Computer science can be very proud of having understood the core technologies, turning scientific knowledge into automatically executable algorithms and frameworks, and embedding these into tools usable by non-experts without having a deep understanding of the internal mechanisms of these tools. This also includes integrated development environments (IDEs) with highly assistive editors, Low Code approaches using scientific or other explicit modeling techniques, automated continuous integration, code analysis, etc.
Computer science can be proud of enabling non-experts to write expert-like software. No one might believe that building even such a simple thing as a one-family house can be done by non-architects, but in software development, we have achieved exactly this. But the tooling infrastructure is still under intense development, and much more can be done.
- Recommendation 1: It is necessary to build better domain-specific tooling to address the domain-specific challenges of research software. Wizardy-like smart tools help development amateurs and, to some extent, prevent them from having to focus too much on SE skills themselves.
Smart, possibly domain-specific tooling is part of the research infrastructure and needs high quality. It cannot only be a research prototype and thus should be professionally planned, engineered, and managed.
However, there is complexity in research software that doesn’t go away. If the software shall not be a throw-away software, there are additional methodical topics to address that currently cannot be completely automated.
- Recommendation 2: Researchers that create software for a sustainable, long-lasting infrastructure need to be trained in software engineering skills, which drastically differ from mere programming skills.
Not all software needs to sustain; sometimes simple throw-away experiments are ok, but developers should be aware of the expected outcomes and life expectancies of these outcomes. Their development processes should contain the appropriate measures and mechanisms to achieve their goals.
Researchers need to be aware that software engineering is not only about getting the code right but also involves architectural, design, quality assurance, and management soft-skills to be adopted and lived during a development process.
Because we know that these skills are not easy to be adopted, there is a third relevant possibility:
- Recommendation 3: Have one or more software engineers be part of your project to get the software and the technical architecture right, adopt the appropriate tools and quality mechanisms. etc.

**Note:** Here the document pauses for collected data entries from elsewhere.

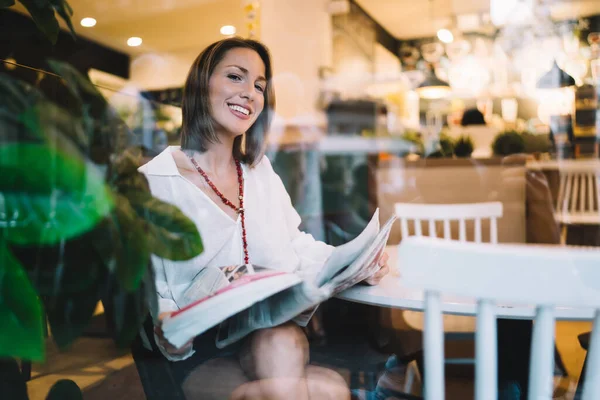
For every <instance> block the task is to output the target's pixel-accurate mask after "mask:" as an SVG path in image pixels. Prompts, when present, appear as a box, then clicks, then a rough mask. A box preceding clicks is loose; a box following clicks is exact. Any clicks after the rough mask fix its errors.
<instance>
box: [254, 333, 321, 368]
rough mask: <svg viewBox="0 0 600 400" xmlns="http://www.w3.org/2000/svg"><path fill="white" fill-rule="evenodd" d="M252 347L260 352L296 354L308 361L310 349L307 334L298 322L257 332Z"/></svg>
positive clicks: (291, 354)
mask: <svg viewBox="0 0 600 400" xmlns="http://www.w3.org/2000/svg"><path fill="white" fill-rule="evenodd" d="M252 348H253V350H254V351H258V352H261V353H263V352H269V353H270V352H275V353H278V354H282V355H283V354H287V356H288V357H291V356H295V357H299V358H300V359H301V360H304V364H307V363H308V358H309V351H308V340H307V338H306V335H305V334H304V332H303V331H302V329H300V328H299V327H298V326H297V325H296V324H285V325H281V326H277V327H275V328H270V329H263V330H260V331H258V332H256V333H255V334H254V336H253V338H252Z"/></svg>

This can, for example, be done by permanent employment but also by consulting offers, which seems to be an increasingly feasible approach. Various British institutes and Germany’s Helmholtz seems to have started this approach by installing research software engineering consultants with primary software engineering skills and some secondary knowledge about the research domain. This seems to be promising because software engineers are trained to collaborate, and software engineering methods very well assist collaborative approaches.

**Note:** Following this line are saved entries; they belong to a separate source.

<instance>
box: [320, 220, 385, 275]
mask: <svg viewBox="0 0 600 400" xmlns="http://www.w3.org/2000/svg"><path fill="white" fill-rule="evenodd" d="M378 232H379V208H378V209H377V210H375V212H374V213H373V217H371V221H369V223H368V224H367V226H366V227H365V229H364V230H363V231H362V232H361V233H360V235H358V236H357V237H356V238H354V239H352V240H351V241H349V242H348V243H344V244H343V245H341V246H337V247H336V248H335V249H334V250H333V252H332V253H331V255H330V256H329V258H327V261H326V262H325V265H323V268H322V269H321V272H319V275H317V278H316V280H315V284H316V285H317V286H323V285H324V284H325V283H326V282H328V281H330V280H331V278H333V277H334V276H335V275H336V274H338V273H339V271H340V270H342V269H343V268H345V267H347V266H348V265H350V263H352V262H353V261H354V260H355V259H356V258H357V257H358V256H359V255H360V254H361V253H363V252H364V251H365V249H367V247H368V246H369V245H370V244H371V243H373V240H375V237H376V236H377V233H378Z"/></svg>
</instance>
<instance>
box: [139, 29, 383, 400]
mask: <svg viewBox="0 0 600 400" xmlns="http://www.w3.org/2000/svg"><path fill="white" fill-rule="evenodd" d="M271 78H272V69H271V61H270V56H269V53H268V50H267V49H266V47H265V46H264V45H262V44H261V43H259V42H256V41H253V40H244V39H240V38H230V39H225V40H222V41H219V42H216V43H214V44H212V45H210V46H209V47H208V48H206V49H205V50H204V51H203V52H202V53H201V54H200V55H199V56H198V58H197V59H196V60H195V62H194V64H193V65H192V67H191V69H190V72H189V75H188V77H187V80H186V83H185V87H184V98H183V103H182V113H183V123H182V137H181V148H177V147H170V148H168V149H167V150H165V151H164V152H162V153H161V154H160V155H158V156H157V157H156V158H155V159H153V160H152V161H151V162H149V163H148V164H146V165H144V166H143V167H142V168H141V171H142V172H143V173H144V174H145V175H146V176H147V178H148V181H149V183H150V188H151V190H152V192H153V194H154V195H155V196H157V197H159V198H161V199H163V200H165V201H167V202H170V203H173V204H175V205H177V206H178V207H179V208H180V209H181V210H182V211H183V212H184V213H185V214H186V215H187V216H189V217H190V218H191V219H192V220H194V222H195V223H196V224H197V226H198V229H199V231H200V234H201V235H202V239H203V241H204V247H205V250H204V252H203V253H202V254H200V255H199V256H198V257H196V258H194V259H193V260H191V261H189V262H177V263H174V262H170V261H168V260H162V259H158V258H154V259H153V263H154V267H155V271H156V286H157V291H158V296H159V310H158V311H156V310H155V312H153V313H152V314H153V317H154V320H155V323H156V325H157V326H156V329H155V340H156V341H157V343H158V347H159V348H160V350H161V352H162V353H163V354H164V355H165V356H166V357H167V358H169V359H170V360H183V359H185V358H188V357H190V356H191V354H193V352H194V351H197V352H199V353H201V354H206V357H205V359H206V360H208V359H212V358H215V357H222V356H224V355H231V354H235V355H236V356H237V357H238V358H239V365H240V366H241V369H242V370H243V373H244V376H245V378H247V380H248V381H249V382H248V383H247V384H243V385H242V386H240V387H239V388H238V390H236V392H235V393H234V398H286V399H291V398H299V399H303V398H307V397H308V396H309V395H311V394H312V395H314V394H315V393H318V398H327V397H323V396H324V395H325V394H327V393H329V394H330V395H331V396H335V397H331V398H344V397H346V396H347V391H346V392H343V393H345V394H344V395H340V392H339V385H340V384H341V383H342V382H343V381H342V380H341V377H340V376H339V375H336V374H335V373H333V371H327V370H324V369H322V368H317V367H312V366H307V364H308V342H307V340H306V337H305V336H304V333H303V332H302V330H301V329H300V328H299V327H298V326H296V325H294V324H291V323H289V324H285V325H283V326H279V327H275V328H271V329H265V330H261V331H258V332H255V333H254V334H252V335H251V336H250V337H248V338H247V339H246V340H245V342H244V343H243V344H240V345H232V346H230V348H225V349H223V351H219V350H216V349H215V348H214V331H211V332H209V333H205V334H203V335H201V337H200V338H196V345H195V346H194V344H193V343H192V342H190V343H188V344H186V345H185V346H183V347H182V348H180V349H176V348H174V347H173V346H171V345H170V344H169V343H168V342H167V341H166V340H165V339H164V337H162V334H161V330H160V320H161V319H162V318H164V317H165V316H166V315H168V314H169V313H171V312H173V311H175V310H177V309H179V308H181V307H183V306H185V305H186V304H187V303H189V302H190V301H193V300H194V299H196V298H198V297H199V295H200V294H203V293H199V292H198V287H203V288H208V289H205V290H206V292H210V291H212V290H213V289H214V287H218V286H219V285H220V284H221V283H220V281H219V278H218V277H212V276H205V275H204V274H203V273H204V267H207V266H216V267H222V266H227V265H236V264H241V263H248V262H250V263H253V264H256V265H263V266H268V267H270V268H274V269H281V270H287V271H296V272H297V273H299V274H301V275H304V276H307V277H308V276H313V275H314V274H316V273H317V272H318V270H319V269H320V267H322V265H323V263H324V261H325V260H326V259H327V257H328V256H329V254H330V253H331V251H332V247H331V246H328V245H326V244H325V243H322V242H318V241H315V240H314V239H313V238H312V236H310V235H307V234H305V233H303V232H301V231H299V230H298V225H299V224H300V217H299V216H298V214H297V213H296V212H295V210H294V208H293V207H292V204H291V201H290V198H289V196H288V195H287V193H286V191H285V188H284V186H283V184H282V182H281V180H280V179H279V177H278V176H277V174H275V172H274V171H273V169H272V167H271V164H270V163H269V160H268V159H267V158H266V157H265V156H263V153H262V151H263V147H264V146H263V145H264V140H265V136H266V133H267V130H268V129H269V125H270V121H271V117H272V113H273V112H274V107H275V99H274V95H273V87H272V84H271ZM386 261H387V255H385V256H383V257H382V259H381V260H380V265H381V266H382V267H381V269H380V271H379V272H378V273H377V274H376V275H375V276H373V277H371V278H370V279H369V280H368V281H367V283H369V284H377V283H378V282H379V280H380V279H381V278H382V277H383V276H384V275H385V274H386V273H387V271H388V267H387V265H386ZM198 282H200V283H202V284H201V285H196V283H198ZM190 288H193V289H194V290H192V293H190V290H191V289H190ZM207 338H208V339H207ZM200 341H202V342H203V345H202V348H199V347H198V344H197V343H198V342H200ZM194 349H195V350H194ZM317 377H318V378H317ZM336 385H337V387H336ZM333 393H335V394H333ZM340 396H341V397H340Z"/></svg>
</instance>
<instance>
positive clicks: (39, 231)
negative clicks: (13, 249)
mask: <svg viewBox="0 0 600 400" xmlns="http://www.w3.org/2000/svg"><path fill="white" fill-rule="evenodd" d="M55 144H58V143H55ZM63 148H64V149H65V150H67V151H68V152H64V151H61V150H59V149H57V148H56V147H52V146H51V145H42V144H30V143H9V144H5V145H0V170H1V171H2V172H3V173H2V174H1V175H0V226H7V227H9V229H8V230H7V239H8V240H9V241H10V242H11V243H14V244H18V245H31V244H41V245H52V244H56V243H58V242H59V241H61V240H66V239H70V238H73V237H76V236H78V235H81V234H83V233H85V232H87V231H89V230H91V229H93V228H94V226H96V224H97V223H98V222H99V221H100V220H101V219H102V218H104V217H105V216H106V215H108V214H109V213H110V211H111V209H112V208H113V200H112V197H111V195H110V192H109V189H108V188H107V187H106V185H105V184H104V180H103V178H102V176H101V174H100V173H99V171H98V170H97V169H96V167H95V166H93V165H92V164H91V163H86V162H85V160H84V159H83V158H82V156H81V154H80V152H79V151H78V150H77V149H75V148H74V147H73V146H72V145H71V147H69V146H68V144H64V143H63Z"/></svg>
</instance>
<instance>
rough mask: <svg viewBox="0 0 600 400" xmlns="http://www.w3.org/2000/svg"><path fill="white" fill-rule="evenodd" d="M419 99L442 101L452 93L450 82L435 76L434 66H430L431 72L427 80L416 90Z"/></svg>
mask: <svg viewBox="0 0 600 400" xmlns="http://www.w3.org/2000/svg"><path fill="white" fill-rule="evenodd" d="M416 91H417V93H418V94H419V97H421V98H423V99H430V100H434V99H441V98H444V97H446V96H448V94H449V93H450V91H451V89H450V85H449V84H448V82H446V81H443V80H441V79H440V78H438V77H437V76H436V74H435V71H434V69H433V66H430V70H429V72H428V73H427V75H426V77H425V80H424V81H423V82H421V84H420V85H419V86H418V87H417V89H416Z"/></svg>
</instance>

However, software engineering is a holistic approach, and many strategic decisions have to be taken, therefore:
- Recommendation 4: Establishing RSE principles is primarily a topic for the management, i.e., the professors and the research institutions, to be addressed adequately.
Finally, we have learned that there are generic software engineering techniques that can be applied in many domains, but due to the domain- specific differences in characteristics, it is also useful to adapt, enhance and possibly create domain-specific techniques, tools, methods, frameworks, etc. This brings us to:
- Recommendation 5: Establish research software engineering research as a research field over RSE.
RSE research will probably keep us busy for a number of years as a foundational field of research, which obviously is to be executed by SE researchers and not so much by the domain researchers themselves.